I had to laugh when I remembered how angry Brendan was when the cop was accidentally dragged to The Land. He came around fast. I don’t know what I would have done if he hadn’t been there to help me save my father.
I saw the bravery of Tuan, the treachery of The Turlow, the magnificence and terror of Red’s transformation into a dragon. And then came Graysea. She really is the sweetest creature in any land. OK, she’s a bit ditzy, but she is beautiful and talented and funny and would literally give anything to make me happy. But I realised that even though I am oh so fond of her, when I saw her she didn’t make my heart skip like Essa. Maybe that was the gift of The Choosing. I knew now that I had to make Essa know that she is the only one for me.
After saving Dad with his dragon blood rebirth, all the most recent events sailed past. As I saw the scene of me entering the Chamber of Runes, I popped out. I took one deep breath and entered the Third Muirbhrúcht.
As Gerard warned me – this was a piece of cake. The resistance was still in the air but the pressure was gone. This was more like the honey pool than the previous two and I found myself sighing at the relief of it.

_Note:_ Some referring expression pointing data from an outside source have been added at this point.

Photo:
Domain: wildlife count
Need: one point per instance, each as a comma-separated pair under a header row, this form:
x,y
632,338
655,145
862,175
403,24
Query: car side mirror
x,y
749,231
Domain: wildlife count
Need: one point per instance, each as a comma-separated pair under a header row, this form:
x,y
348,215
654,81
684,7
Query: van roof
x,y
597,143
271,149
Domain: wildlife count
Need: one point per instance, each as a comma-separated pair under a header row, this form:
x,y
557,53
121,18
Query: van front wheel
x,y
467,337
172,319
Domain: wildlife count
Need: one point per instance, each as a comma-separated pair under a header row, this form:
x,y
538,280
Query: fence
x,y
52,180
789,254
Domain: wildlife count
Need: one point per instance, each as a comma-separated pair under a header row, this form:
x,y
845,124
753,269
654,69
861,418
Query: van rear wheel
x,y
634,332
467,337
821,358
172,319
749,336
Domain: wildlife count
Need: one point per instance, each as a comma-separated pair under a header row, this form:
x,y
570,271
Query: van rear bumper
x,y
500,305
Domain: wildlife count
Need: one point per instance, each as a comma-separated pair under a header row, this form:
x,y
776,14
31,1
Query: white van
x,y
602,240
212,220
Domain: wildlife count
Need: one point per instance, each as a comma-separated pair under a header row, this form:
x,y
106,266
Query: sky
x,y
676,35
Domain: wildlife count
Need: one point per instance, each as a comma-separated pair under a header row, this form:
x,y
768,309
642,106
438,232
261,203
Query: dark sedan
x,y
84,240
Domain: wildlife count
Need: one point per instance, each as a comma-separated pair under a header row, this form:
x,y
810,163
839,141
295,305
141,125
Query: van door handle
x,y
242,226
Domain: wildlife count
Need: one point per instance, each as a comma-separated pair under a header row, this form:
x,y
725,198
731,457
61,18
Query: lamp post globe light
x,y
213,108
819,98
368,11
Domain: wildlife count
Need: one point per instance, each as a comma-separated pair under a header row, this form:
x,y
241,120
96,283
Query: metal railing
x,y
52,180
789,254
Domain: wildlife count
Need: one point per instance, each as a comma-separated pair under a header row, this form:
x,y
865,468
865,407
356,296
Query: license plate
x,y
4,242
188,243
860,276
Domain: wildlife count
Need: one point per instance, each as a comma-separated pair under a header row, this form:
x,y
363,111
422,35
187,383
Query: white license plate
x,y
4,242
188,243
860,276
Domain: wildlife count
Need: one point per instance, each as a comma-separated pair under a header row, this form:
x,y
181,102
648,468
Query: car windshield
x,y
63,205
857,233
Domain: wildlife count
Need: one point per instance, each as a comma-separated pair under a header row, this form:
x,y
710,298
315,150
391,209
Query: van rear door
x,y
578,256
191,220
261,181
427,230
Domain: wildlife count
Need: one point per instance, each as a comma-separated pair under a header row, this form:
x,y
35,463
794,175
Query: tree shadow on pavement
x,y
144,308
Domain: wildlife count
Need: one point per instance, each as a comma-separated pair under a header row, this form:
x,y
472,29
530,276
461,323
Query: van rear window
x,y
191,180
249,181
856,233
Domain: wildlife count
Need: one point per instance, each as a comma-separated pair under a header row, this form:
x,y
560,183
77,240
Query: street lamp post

A shower of sparks like from a grinding wheel issued from my closed fist but it didn’t hurt and I hardly noticed it. I thought about what Gerard said had happened to him when he was here. Gerard had been hoping for some tip on how to make super wine but instead he received a vision of a young girl. He spent years looking for her but never found her until he had a child of his own. His gift from The Choosing was the promise of Essa.